Julie Ethel Dash (born October 22, 1952) is an American film director, writer and producer. Dash received her MFA in 1985 at the UCLA Film School and is one of the graduates and filmmakers known as the L.A. Rebellion. After she had written and directed several shorts, her 1991 feature Daughters of the Dust became the first full-length film directed by an African-American woman to obtain general theatrical release in the United States.

Daughters of the Dust is a fictionalized telling of her father's Gullah family who lived off the coast of the Southeastern United States. The film features black women's stories, striking visuals shot on location and a non-linear narrative. It's included in the National Film Registry of the Library of Congress for its cultural, historical and aesthetic significance. “Dash has written two books on Daughters of the Dust—a "making of" history co-written with Toni Cade Bambara and bell hooks, and a sequel, set 20 years after the film's story.

Daughters of the Dust was named one of the most significant films of the last 30 years, by IndieWire.

Dash has worked in television since the late 1990s. Her television movies include Funny Valentines (1999), Incognito(1999), Love Song (2000), and The Rosa Parks Story (2002), starring Angela Bassett.

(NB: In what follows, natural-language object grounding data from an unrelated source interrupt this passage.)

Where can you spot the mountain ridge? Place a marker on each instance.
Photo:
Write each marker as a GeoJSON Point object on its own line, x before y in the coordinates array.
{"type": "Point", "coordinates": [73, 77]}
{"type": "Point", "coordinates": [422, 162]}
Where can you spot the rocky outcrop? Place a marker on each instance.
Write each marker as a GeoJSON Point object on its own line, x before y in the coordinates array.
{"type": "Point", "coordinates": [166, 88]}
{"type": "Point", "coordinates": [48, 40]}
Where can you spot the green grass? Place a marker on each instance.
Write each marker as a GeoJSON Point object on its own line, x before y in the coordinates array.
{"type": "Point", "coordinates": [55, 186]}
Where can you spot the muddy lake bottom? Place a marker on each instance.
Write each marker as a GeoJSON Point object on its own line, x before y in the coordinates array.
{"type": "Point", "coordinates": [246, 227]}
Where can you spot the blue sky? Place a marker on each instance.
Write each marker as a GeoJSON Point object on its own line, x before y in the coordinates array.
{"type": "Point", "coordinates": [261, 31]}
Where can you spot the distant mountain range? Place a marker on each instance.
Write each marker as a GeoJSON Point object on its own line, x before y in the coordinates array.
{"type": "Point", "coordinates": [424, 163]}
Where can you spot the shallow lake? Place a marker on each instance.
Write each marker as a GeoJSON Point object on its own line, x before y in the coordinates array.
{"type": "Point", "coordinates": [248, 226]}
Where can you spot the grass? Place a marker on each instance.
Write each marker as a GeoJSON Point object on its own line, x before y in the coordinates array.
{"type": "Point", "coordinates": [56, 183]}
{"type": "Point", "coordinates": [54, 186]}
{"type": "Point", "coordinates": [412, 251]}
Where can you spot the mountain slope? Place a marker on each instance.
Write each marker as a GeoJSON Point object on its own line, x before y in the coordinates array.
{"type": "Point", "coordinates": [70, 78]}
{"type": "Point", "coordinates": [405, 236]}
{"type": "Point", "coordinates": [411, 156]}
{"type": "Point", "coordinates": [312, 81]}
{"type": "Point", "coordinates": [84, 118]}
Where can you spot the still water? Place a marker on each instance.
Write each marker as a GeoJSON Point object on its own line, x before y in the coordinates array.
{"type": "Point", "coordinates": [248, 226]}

The National Underground Railroad Freedom Center commissioned Dash to direct Brothers of the Borderland in 2004, as an immersive film exhibit narrated by Oprah Winfrey following the path of women gaining freedom on the Underground Railroad. In 2017, Dash directed episodes of Queen Sugar on the Oprah Winfrey Network.

At the 2019 Sundance Film Festival, it was announced Dash's next project will be a biopic of civil rights icon Angela Davis, to be produced by Lionsgate.